On Building Classification from Remote Sensor Imagery Using Deep Neural Networks and the Relation Between Classification and Reconstruction Accuracy Using Border Localization as Proxy

Bodhiswatta Chatterjee
Immersive and Creative Technologies Lab, Department of Computer Science and Software Engineering
Gina Cody School of Engineering and Computer Science
Concordia University, Montreal, Quebec, Canada
Charalambos Poullis
Immersive and Creative Technologies Lab, Department of Computer Science and Software Engineering
Gina Cody School of Engineering and Computer Science
Concordia University, Montreal, Quebec, Canada

		
		

PAPER

SOURCE CODE

SUPPLEMENTAL MATERIAL

Abstract

Convolutional neural networks have been shown to have a very high accuracy when applied to certain visual tasks and in particular semantic segmentation. In this paper we address the problem of semantic segmentation of buildings from remote sensor imagery. We present ICT-Net: a novel network with the underlying architecture of a fully convolutional network, infused with feature re-calibrated Dense blocks at each layer. Uniquely, the proposed network combines the localization accuracy and use of context of the U-Net network architecture, the compact internal representations and reduced feature redundancy of the Dense blocks, and the dynamic channel-wise feature re-weighting of the Squeeze-and-Excitation(SE) blocks. The proposed network has been tested on INRIA's benchmark dataset and is shown to outperform all other state-of-the-art by more than 1.5\% on the Jaccard index.

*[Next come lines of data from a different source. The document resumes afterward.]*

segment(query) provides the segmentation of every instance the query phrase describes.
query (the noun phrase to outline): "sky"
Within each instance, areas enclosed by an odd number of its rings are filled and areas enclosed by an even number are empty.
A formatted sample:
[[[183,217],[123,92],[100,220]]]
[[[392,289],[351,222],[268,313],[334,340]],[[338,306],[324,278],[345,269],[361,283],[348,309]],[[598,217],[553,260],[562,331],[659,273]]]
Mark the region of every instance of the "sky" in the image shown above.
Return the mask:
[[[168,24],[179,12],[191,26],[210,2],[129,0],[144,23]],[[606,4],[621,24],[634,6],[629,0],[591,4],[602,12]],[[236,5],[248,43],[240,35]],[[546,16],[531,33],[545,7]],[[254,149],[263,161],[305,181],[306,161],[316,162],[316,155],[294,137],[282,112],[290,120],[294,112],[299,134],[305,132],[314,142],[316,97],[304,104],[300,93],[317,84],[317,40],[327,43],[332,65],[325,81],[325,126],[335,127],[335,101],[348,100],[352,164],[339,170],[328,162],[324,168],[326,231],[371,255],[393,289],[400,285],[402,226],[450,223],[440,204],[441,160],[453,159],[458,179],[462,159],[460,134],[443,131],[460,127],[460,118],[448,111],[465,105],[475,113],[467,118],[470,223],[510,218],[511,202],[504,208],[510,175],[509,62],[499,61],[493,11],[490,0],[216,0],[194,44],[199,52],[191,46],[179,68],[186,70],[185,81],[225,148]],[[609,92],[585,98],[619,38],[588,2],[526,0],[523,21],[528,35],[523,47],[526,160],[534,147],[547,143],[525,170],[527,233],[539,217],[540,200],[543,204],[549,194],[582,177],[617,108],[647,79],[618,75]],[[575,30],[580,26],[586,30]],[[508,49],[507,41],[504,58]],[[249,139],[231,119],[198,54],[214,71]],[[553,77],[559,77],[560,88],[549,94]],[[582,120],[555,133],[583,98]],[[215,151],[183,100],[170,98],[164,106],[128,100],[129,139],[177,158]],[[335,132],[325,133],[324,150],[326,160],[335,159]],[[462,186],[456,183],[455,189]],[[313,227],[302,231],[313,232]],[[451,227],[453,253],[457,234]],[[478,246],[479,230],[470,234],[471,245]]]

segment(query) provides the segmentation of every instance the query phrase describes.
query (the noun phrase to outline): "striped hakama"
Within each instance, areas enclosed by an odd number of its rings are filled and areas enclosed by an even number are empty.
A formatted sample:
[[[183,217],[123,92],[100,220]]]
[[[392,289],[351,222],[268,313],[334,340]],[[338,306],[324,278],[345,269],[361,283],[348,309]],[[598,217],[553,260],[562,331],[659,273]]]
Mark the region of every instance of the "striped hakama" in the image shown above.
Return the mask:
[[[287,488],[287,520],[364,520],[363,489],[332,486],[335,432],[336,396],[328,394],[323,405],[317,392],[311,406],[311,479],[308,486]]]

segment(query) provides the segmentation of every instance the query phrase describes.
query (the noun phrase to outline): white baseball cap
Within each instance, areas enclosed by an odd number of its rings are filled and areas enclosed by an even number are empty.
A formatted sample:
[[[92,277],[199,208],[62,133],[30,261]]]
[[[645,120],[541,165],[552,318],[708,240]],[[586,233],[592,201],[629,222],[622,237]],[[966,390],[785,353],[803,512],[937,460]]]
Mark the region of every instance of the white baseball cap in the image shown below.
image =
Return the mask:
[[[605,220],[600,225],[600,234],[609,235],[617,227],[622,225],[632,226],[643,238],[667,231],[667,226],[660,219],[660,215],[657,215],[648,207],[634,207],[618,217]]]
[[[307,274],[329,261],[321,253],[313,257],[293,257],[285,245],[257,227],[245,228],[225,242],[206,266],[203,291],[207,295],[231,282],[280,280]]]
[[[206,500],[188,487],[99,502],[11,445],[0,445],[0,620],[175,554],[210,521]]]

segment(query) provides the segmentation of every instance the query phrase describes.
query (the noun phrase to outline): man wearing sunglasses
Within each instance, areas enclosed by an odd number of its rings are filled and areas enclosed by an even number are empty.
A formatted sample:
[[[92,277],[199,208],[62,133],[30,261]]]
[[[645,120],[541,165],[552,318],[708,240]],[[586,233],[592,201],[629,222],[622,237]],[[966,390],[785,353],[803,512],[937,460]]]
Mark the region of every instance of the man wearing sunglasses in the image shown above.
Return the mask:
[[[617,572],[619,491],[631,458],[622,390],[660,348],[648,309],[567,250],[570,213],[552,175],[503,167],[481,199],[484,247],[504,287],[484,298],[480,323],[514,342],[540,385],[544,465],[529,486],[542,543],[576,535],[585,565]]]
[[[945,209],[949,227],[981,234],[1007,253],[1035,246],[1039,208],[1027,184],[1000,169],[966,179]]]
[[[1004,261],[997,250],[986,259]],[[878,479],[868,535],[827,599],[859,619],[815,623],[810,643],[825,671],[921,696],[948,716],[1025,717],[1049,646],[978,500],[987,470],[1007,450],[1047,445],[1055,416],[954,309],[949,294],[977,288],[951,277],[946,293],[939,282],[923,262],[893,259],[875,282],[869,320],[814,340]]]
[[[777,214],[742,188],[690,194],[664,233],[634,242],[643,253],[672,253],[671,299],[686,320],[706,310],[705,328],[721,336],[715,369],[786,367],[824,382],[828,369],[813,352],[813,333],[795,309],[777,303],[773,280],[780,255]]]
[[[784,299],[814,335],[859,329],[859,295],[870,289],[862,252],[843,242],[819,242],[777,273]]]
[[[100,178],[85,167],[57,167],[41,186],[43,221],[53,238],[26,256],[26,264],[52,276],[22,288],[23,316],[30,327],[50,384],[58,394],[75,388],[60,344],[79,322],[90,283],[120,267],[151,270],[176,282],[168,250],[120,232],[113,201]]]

Furthermore, as the building classification is typically the first step of the reconstruction process, in the latter part of the paper we investigate the relationship of the classification accuracy to the reconstruction accuracy. A comparative quantitative analysis of reconstruction accuracies corresponding to different classification accuracies confirms the strong correlation between the two. We present the results which show a consistent and considerable reduction in the reconstruction accuracy. The source code and supplemental material is publicly available below.

Keywords

building classification; building reconstruction; classification accuracy; reconstruction accuracy; relationship between classification and reconstruction accuracy;

System Overview

Figure 1 summarizes the pipeline followed in the paper. Firstly, an orthorectified RGB image is fed forward into the neural network to produce a binary (building/non-building) classification map. Next, the binary classification map becomes the input to the reconstruction process. Due to the fact that it is extremely difficult to acquire building blueprints or CAD models for such large areas, and depth/3D information is not available for the images of the benchmark we posit that the building boundaries extracted from the binary classification map and refined, can serve as a proxy to the accuracy of the reconstruction. This is justified since the extracted boundaries are extruded in order to create the 3D models for the buildings. Therefore, the building boundaries are extracted, refined, and are used for the comparative analysis and evaluation of the accuracy of the reconstruction.

The diagram summarizes the work presented in this paper. Firstly, we focus on the building classification and propose a novel network architecture which outperforms state-of-the-art on benchmark datasets and is currently top-ranking. Secondly, we investigate the relation between the classification accuracy and the reconstruction accuracy and conduct a comparative quantitative analysis which shows a strong correlation but also a consistent and considerable decrease of the reconstruction accuracy when compared to the classification accuracy.

Network Overview

The proposed network architecture is distinct and combines the strengths of the U-Net architecture, Dense blocks, and Squeeze-and-Excitation (SE) blocks. This results is improved prediction accuracy and it has been shown to outperform other state-of-the-art network architectures such as the ones proposed in [9] which have a much higher number of learning parameters on the INRIA benchmark dataset. Figure 2 shows a diagram of the proposed feature recalibrated Dense block with 4 convolutional layers and a growth rate k=12 used by the ICT-Net. The proposed network has 11 feature recalibrated dense blocks with [4,5,7,10,12,15,12,10,7,5,4] number of convolutional layers in each dense block. Perhaps the closest architecture to the one proposed in the paper named "The One Hundred Layers Tiramisu: Fully Convolutional DenseNets for Semantic Segmentation" which uses 103 convolutional layers. If SE blocks are introduced at the output of every layer this will cause a vast increase in the number of parameters which will hinder the training. In contrast, in our work we have chosen to include an SE block only at the end of every Dense block in order to re-calibrate the accumulated feature-maps of all preceding layers. Thus, the variations in the information learned at each layer in the form of the features maps which are weighted by the SE block according to their importance as determined by the loss function.

Proposed feature recalibrated Dense block with 4 convolutional layers and a growth rate k = 12 used by the ICT-Net. c stands for concatenation.